Через двор, мимо крыльца, Василий Петрович тоже ни за что не хотел идти. Можно было пройти через сад, но я знал, что баня заперта, а ключ от нее у старой няни, которая ужинает в кухне. Оставить Василья Петровича не было никакой возможности, потому что на него снова напали бы собаки, отошедшие от нас только на несколько шагов и злобно лаявшие. Я перегнулся через частокол, за которым стоял с Васильем Петровичем, и громко кликнул сестру. Девочка подбежала и остановилась в недоумении, увидя оригинальную фигуру Овцебыка в крестьянской свитке и послушничьем колпаке. Я послал ее за ключом к няне и, получив вожделенный ключ, повел моего нежданного гостя через сад в баню.
Всю ночь напролет мы проговорили с Васильем Петровичем.

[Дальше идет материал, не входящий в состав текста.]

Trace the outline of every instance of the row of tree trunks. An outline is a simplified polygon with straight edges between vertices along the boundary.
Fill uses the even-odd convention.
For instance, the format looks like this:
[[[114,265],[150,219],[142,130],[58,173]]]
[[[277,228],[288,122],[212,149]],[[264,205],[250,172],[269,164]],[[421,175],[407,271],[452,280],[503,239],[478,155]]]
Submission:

Ему нельзя было возвращаться в пустынь, откуда он пришел, ибо его оттуда выгнали за собеседования, которые он задумал вести с богомольцами. Идти в иное место у него не было никакого плана. Неудачи его не обескуражили, но разбили на время его соображения. Он много говорил о послушниках, о монастыре, о приходящих туда со всех сторон богомольцах, и все это говорил довольно последовательно. Василий Петрович, живучи в монастыре, приводил в исполнение самый оригинальный план. Мужей, которых бы страсти не делали рабами, он искал в рядах униженных и оскорбленных монастырской семьи и с ними хотел отпереть свой Сезам, действуя на массы приходящего на богомолье народа.